A data miner has nothing without data. And if you work in a large organization, you’ll have hundreds, perhaps thousands, of existing data resources potentially available for data mining. Every activity generates records, and those records can become your raw material. The table shows the variety of commonly collected data in a number of business activities.
Business activity | Data collected |
---|---|
Research | Competitor product information; experimental and test data |
Manufacturing | Process data; procurement records; production records; inspection and test records |
Marketing | Competitor marketing information and sales data; campaign data; marketing cost data |
Sales | Sales activity; sales data; customer information |
Fulfillment | Packaging records; shipping records; shipping complaints |
Customer service | Customer interaction records; product and service complaints; service issues |
Technical support | Support requests; product problem reports; design and other product suggestions |
Training | Staff training records; customer training records; certification and other credentialing records |
Accounting | Bills; payments; audit records; taxes collected and paid |
That’s a pretty long list, yet it’s really only a tiny sample of the activities and related data that’s already waiting somewhere within your business.
But knowing that data exists is not the same thing as being able to access and use it for data mining. For one thing, you’ll need much more specific information about exactly what internal data is relevant to the specific business problem you’re investigating. Who collects it? Who controls access? What variables (fields) are recorded, and for what range of time or activity? Where can you find documentation?
Appreciating your own data
You and your manager might choose from a number of options when selecting which project to tackle with data mining. You always have a choice of tools. But when it comes to data, you may have no choice at all: You use the data available to you or your company right now.
You may have doubts about this data. You are sure to know something about its flaws. And you may have heard about other organizations that have larger quantities of data or different types of data than your own.
Nonetheless, your organization’s internal data, the information collected in the course of everyday business, is your most valuable resource. It’s the very best data that you can have for data mining. It is superior to all external sources in a number of ways:
Unique relevance: The data pertains to your own business, with all its distinctive characteristics. It’s about your own customers, your own products, your own business practices. Whatever you may discover in this data will clearly also be relevant to the business. Nobody will be able to reject your results with the but our business is different excuse.
Transparency: You know (or you can find out) the sources of your own data.
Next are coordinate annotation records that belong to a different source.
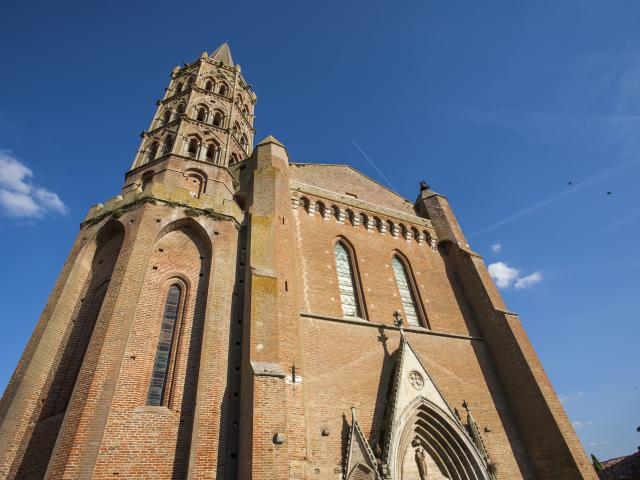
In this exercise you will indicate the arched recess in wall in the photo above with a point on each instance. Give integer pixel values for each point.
(414, 314)
(447, 450)
(348, 276)
(181, 256)
(91, 276)
(447, 251)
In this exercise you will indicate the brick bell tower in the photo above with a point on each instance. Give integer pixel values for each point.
(133, 367)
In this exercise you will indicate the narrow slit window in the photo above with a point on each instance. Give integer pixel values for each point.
(406, 292)
(165, 343)
(346, 282)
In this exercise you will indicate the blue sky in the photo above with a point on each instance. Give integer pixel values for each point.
(498, 107)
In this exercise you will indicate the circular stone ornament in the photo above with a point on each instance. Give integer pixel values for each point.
(416, 380)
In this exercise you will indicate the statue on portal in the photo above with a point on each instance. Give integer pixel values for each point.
(421, 459)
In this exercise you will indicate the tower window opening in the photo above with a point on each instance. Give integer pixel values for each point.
(153, 150)
(202, 114)
(346, 281)
(192, 148)
(167, 145)
(157, 387)
(405, 287)
(213, 153)
(218, 119)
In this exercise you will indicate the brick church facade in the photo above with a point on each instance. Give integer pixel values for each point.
(234, 315)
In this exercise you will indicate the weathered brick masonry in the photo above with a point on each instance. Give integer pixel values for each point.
(277, 358)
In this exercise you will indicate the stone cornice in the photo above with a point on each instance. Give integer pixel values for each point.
(367, 323)
(361, 204)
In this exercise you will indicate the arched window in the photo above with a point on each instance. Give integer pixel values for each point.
(156, 395)
(202, 114)
(167, 145)
(213, 153)
(415, 233)
(305, 203)
(407, 294)
(347, 281)
(193, 147)
(153, 150)
(351, 216)
(218, 119)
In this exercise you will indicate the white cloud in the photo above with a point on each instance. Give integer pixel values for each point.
(503, 274)
(570, 397)
(578, 424)
(601, 443)
(506, 276)
(19, 195)
(528, 281)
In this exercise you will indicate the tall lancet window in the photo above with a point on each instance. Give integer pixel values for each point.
(407, 295)
(347, 281)
(157, 387)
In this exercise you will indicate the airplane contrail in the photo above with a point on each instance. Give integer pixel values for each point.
(374, 165)
(558, 196)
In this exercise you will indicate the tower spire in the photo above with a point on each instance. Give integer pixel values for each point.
(222, 54)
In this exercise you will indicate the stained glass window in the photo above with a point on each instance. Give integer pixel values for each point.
(346, 282)
(165, 343)
(406, 291)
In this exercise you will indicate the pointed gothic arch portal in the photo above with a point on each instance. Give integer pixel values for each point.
(432, 446)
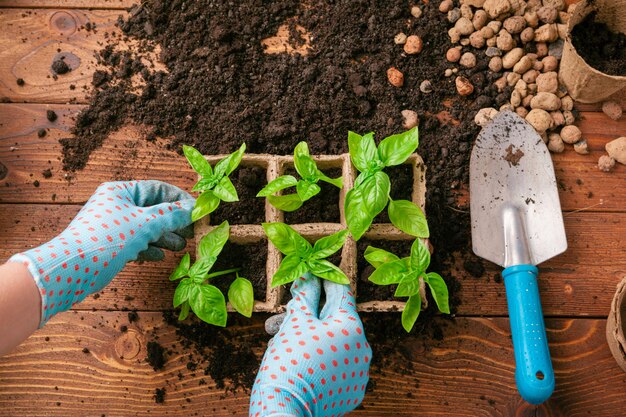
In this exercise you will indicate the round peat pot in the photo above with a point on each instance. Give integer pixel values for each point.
(585, 83)
(615, 325)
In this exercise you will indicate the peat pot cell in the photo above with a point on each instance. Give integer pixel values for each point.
(248, 181)
(366, 290)
(286, 293)
(251, 258)
(323, 208)
(401, 177)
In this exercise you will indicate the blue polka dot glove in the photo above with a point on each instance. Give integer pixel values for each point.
(318, 363)
(121, 221)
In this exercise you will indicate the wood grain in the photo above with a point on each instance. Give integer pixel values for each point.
(577, 283)
(30, 41)
(453, 376)
(127, 155)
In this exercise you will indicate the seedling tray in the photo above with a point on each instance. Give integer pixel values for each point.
(275, 166)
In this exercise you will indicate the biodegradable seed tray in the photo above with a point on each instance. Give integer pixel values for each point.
(274, 166)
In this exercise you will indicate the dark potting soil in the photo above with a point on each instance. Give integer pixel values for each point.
(250, 258)
(366, 290)
(599, 47)
(250, 209)
(401, 177)
(230, 356)
(324, 207)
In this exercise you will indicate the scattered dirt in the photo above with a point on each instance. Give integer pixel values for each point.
(253, 268)
(155, 357)
(599, 47)
(249, 209)
(230, 356)
(324, 207)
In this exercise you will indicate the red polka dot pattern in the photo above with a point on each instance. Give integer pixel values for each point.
(102, 239)
(303, 372)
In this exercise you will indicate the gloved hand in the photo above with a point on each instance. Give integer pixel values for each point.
(318, 364)
(121, 221)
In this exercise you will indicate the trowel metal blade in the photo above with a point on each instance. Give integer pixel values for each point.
(511, 171)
No mysteries should exist about the definitions of variables, the data collection methods, the time, the place, or the people involved.
Detail: You’ll have raw data, collected in the finest possible level of detail.
Range: Your data resources cover the full scope of activity taking place in your business.
Competitive advantage: Only you have your own internal data. It is not available to your current or your upcoming competitors.
Development potential: You can build on your own data in ways that would not be possible with data from any outside source. If you want to integrate information from multiple sources, your data will contain the identifiers you need to do that.
If you want to know more about customers, you have their names and contact information, and you can refer to other records, survey them, or even call and have a personal conversation. If you need more detailed or additional data, you may be able to change a data collection practice.
Another nice thing about your own data: You own it. Any data collection costs were covered by the business unit that generated the data in the first place. You’ll pay no fees and have no licensing issues to consider when using and reusing the data. (You may face data storage and other data management issues, but that’s true for any data source.)
Your own data resources will not be perfect in every way. You might discover that some data you’d like to use has not been collected, or has been discarded. You’re bound to encounter some data quality problems. And, of course, internal data has limits — it tells you about your own organization, but not your competitors. Still, internal data will always be your primary and most valuable data resource.
Handling data with respect
Data mining, like any kind of data analysis or reporting, uses a lot of data, much more than most everyday business activities. When you access data and perform analysis, you must be careful to do so in ways that stay within your company’s guidelines and that don’t interfere with routine business processes.
Data resources can be just as precious, and just as private, as cash. Get off to the right start in data mining by treating data with respect and discovering proper practices for data management and governance that affect your work.
Failure to follow legal and good business practices for data governance can lead to serious trouble. It’s important that data isn’t accessed by people who should not use it, that records not be improperly changed or destroyed, and that new data you create be properly archived. Documentation is a necessity. Many legal and good business practice requirements will be relevant to your work in data mining.
This may not be simple. You’ll have to discover things about what data is available, how to get access, and how to handle the data properly so that you don’t get in the way of others. In short, you’ll have to get involved with new things and new people. And it will be worth it, because you’ll get more done and broaden your own horizons as a result.
You’ll have to find out new things, but you won’t have to become a data governance expert. You can rely on the others in your organization who are experts in data governance and data management. Work with them constructively, and they will help you to stay within the law and to follow good data management practices.